# Grassflats are hot!



## Private Pilot (Oct 3, 2007)

Here's a short compilation video of the action


----------



## punkfishking (May 11, 2010)

Cool video man, what were you using for bait?


----------



## Ivarie (Mar 2, 2010)

You put in a lot work setting up some of those shots for the video. It turned out awesome.


----------



## yakntat (May 12, 2011)

Great video and some nice fish!


----------



## FLcowboyFan (May 10, 2008)

Awesome video!! It looks like you are using a lure? The first part is off the National Seashore of the beach. Was the second part Gulf Breeze?

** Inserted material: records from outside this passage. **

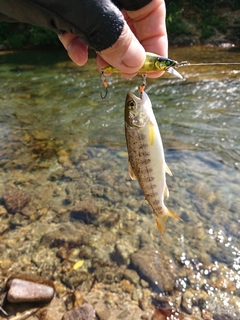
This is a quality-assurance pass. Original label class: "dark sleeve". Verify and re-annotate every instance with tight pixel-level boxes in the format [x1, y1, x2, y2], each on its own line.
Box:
[0, 0, 124, 51]
[113, 0, 152, 11]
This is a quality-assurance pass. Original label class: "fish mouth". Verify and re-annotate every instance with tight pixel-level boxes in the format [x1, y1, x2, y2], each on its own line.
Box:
[126, 91, 142, 104]
[166, 67, 183, 79]
[126, 91, 149, 105]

Those are nice fish and it looks like great fun :thumbup:


----------



## jbs_bama (May 24, 2010)

Nice video, thanks for sharing!


----------



## flukedaddy (Apr 11, 2009)

Awesome video man. Really good job editing, some great shots.


----------



## Private Pilot (Oct 3, 2007)

Thanks for the comments! I used an Aquadream gold spoon for the whole video


----------



## GatorBane (Jan 11, 2010)

Great video. Really well done!


----------



## chaps (Aug 31, 2009)

Fantastic video!


----------



## dthomas142 (Jul 18, 2011)

Very nice video man, and some pretty reds! Thanks


----------



## parrothead (Oct 1, 2007)

Very nice. What time of the day do you fish ??

Scott


----------



## tmber8 (Mar 2, 2011)

You have some serious film-editing talent! Try to get some blood on that hobie for the next video...it's way to shiny!


----------



## Bigkidneys (Jul 14, 2011)

Very nice. Not sure if I am more I pressed with the editing skills or the fact you manhandled the outback with no wheels! Lol.


----------



## oxbeast1210 (Jun 21, 2010)

Nice video


----------



## KingCrab (Apr 29, 2012)

Was it just u or did u have help? If u was solo that was well done. I know that's a nice stretch of water.:thumbsup:


----------